Ben and I drank our pints thirstily and I stood to get another. “Can I buy you two ladies a drink?” I asked.

“We drink gin.” said Polly, and I went to the counter. The drinks came to sixpence, which only left me with another sixpence for the rest of the day, but I was in a celebratory mood and feeling reckless. I took the drinks back to the table where Ben had changed seats and was sitting next to Polly on the settle. His arm was on its familiar way round her shoulder and he was nestling up close. I sat back opposite Florence, gazing foolishly into her deep dark eyes.

“So what do you girls do when you’re not working in the market?” asked Ben.

“We come here.” said Polly.

“Or sometimes we go dancing or to the music hall.” said Florence.

“The music hall?” I said, “I’ve never been there.”

“You’d love it,” said Polly, “it’s a scream.”

“Maybe we might go for a bit of a dance after we’ve had a drink.” said Ben, by now leaning so far over Polly he was almost wearing her clothes. He winked at me swallowing his beer greedily.

We learned a little of the ladies’ history. They told us that they lived in the same street not far from where we were sitting. They went to the same school and shared the same friends. We offered our histories without being asked, Ben naturally embellishing his. We were a couple of gentlemen farmers and sportsmen feeling compelled to do our bit for King and country.

The time passed unnoticed in this amiable way, Ben and I journeying to and from the bar, making new friends and getting louder until our pockets emptied.

“Well, this won’t buy the baby a bonnet,” said Florence suddenly when our lack of funds became apparent, “drink up, Polly.”

“Yeah, its time we went back to work,” said Polly, standing and reaching for her shawl, “a girl’s got to earn a living. Nice to meet you.”

“Thanks for the drinks.” Said Florence. And they left.

I felt utterly crushed. My beer addled brain believed that I had found true love at last and it had been cruelly snatched from my grasp. I wanted to cry. Ben laughed out loud and threw his arm around my shoulder as we stumbled drunkenly out of the beerhouse into the blazing sunlight of the afternoon street.

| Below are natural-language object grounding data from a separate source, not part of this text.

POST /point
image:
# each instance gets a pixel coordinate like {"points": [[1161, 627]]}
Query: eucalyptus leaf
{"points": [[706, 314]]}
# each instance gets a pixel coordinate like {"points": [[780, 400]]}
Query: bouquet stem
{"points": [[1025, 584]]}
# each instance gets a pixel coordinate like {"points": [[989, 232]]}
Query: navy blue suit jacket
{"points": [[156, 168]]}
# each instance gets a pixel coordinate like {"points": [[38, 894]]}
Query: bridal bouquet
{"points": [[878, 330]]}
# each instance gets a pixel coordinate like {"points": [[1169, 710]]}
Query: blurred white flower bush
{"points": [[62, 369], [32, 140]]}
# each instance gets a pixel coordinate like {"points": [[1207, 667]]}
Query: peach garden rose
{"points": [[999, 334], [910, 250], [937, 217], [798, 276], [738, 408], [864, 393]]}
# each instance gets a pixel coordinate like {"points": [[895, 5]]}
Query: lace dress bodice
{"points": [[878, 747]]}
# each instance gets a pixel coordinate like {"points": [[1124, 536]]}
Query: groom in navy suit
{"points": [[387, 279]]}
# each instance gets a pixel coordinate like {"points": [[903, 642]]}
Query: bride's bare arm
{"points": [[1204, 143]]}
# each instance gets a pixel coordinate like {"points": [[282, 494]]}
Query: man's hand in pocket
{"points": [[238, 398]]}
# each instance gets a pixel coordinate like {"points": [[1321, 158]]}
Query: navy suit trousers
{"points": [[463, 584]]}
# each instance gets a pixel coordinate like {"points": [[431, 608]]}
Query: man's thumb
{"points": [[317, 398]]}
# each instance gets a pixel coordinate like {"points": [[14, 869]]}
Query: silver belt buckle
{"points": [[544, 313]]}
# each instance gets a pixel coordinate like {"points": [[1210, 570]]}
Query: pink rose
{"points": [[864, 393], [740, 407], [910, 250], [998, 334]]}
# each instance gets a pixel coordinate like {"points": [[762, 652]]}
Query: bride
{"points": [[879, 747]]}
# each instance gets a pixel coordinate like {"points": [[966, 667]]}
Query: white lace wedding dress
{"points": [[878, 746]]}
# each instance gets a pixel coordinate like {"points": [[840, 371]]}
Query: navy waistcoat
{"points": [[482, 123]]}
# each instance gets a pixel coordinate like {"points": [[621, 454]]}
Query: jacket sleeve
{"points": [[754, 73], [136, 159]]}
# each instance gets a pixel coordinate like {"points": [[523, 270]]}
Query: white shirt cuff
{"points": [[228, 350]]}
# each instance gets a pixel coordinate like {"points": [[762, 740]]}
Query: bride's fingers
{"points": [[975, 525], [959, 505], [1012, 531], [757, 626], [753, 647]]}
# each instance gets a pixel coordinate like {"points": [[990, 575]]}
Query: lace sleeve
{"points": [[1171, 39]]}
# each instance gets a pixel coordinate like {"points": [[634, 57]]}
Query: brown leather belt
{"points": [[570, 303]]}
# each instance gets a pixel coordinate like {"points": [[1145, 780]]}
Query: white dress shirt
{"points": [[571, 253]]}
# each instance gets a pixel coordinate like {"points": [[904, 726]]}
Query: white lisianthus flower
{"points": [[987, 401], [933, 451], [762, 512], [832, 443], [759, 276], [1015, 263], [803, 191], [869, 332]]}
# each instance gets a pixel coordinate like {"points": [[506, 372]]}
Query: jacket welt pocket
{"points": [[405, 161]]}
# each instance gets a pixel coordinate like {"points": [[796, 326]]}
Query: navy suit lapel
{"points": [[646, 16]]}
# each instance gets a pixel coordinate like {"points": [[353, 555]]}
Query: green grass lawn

Our progress back through the crowd was slower as Ben raised his hat to every passing lady and regaled every stranger with the news that he was going to fight the Germans. So in this blundering manner, each with an arm around the other’s shoulder, we made our meandering way singing through the town.

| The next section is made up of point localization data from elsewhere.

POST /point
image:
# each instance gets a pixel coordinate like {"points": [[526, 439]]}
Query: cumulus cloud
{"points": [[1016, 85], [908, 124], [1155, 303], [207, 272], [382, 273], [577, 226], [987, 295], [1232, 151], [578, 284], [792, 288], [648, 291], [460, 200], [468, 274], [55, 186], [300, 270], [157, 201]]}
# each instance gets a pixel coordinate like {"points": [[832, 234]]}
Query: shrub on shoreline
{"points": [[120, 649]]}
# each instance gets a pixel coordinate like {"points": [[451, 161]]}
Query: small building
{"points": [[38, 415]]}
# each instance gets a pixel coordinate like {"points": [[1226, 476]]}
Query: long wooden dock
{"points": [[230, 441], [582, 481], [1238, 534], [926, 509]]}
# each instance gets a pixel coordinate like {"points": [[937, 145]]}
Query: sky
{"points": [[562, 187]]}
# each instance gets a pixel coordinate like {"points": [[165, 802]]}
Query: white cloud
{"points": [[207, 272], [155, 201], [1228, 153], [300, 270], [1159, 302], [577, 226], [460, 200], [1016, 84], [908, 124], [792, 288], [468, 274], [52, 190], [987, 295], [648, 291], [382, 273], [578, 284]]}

“Oh Polly love oh Polly the rout is now begun

And we must march away at the beating of the drum…”

We waded through a flock of sheep and dodged a brewer’s dray; I staggered into a display of buckets outside an ironmonger’s shop and brought them crashing into the road, collecting a scornful frown from a constable. It was to the great relief of ourselves and the good folk of Larksbridge that we finally left the town behind us and were again on the open road.

“Go dress yourself in all your best and go along with me

I’ll take you to the cruel wars in High Germany”

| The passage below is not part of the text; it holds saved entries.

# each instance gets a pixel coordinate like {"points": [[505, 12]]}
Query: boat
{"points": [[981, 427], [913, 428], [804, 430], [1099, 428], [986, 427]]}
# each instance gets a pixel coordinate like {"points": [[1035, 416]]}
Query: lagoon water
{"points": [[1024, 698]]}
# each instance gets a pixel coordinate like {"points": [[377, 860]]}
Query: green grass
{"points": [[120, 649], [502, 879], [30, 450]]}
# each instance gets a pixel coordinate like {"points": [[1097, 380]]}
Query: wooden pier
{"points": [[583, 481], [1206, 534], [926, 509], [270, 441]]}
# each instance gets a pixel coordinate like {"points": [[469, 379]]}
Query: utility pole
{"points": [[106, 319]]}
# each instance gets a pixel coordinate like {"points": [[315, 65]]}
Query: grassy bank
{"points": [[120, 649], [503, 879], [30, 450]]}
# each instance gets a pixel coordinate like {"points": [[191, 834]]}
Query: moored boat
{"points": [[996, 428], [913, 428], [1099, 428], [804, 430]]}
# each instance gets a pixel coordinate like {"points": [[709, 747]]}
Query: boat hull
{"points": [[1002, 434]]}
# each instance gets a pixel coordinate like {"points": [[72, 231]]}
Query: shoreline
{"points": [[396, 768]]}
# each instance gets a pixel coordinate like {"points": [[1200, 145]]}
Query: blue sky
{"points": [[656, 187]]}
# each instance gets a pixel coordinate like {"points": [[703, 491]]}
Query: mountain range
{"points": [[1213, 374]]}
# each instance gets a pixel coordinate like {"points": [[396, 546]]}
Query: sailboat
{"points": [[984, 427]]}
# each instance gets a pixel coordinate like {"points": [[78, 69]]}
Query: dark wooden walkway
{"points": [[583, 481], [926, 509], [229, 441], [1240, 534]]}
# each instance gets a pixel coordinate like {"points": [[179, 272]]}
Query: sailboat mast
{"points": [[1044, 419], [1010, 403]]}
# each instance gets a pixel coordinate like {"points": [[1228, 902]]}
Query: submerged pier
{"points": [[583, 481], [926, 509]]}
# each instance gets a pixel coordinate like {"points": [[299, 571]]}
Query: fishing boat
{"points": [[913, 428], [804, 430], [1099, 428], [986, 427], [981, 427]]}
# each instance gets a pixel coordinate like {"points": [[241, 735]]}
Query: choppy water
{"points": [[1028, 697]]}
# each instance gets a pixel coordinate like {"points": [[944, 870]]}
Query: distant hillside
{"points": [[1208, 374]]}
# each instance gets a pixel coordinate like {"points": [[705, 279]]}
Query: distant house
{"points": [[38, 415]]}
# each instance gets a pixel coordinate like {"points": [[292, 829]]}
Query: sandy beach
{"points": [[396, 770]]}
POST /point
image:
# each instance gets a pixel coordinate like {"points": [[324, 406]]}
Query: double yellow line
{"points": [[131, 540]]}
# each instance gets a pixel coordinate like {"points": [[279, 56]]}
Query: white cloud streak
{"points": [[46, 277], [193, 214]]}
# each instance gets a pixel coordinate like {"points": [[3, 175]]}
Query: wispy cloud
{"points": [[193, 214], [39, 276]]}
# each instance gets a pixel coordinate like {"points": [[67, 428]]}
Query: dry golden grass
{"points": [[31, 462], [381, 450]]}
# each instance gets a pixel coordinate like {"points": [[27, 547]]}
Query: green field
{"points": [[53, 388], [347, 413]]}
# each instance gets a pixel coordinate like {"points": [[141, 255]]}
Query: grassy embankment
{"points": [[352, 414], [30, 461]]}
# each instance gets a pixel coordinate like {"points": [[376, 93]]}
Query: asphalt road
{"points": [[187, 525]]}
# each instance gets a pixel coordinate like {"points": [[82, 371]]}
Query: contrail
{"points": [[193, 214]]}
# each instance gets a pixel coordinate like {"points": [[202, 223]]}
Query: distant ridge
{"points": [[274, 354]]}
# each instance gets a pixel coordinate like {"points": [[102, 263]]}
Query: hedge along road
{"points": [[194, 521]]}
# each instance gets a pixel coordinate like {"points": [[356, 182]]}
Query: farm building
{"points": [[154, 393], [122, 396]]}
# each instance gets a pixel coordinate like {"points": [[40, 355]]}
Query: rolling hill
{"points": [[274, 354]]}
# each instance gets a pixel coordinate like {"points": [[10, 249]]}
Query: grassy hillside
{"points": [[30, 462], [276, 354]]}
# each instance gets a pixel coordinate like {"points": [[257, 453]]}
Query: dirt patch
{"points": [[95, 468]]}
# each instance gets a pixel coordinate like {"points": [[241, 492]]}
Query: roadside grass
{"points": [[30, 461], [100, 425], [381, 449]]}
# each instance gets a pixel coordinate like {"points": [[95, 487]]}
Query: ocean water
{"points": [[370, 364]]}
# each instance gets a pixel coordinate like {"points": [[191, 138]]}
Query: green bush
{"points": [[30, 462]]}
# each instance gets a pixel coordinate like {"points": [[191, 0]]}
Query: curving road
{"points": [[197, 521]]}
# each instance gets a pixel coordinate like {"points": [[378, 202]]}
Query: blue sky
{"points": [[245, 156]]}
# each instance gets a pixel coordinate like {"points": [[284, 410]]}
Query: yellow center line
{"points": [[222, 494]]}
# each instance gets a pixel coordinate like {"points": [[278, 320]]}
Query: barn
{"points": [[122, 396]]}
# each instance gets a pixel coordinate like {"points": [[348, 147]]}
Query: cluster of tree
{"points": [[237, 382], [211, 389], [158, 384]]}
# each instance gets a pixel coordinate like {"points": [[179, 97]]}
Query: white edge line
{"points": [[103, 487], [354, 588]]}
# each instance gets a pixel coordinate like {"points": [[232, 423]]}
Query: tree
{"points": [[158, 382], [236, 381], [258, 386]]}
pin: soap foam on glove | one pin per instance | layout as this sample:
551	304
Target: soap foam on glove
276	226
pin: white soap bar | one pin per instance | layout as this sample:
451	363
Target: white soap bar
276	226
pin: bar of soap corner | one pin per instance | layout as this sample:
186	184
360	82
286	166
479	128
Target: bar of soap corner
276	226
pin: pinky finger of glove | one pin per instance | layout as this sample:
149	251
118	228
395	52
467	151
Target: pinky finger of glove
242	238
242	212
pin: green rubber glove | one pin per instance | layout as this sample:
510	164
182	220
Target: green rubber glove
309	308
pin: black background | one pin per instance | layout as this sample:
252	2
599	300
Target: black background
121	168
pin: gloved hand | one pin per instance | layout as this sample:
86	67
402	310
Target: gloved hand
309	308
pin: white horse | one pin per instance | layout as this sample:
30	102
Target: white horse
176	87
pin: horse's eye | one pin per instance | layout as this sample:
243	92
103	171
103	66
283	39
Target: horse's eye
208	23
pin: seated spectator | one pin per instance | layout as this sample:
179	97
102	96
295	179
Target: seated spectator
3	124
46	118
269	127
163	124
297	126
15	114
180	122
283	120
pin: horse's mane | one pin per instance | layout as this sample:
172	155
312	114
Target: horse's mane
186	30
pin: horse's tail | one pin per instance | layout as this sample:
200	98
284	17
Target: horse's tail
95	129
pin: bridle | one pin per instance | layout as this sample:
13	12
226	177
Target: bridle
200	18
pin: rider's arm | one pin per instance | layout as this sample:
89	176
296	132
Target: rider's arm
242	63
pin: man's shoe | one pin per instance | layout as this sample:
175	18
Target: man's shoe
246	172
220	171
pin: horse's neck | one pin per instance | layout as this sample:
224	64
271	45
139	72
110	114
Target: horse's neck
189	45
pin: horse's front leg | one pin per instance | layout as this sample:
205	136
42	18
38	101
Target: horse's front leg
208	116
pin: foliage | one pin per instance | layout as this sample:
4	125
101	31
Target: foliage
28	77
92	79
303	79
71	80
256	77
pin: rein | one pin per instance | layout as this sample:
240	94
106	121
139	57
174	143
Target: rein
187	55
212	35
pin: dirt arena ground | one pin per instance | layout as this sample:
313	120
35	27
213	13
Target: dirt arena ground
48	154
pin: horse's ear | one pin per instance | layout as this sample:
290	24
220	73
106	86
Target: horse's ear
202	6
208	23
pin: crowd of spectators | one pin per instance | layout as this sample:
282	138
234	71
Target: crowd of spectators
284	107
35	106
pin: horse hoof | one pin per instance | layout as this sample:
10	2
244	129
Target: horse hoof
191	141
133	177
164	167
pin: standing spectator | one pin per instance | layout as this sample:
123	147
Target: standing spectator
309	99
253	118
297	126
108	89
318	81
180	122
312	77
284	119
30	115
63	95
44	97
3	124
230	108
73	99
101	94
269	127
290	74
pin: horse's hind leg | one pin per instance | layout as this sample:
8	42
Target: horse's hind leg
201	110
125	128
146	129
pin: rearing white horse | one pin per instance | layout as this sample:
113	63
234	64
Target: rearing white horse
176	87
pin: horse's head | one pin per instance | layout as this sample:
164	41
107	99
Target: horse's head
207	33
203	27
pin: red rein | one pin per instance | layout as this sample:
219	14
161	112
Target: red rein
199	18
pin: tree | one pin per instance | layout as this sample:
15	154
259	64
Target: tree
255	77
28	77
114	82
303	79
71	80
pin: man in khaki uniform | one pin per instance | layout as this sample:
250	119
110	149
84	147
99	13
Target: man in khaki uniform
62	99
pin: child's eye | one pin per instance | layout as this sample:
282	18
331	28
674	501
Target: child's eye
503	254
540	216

The amber sun sat low in the sky as we dragged our heavy legs along the grit road into the village. The journey back had seemed as though it would never end. Our heads were down and we were no longer singing. We passed The Ram with no money and some regret knowing that one more pint might just for a while relieve the pain in our heads.

Ben turned into his front yard and immediately tumbled through the usual heap of buckets and tubs left lying around after a day’s work.

Many of the neighbours heard my mother’s hysterical cries after I arrived home that evening and broke the news to my parents of the day’s events.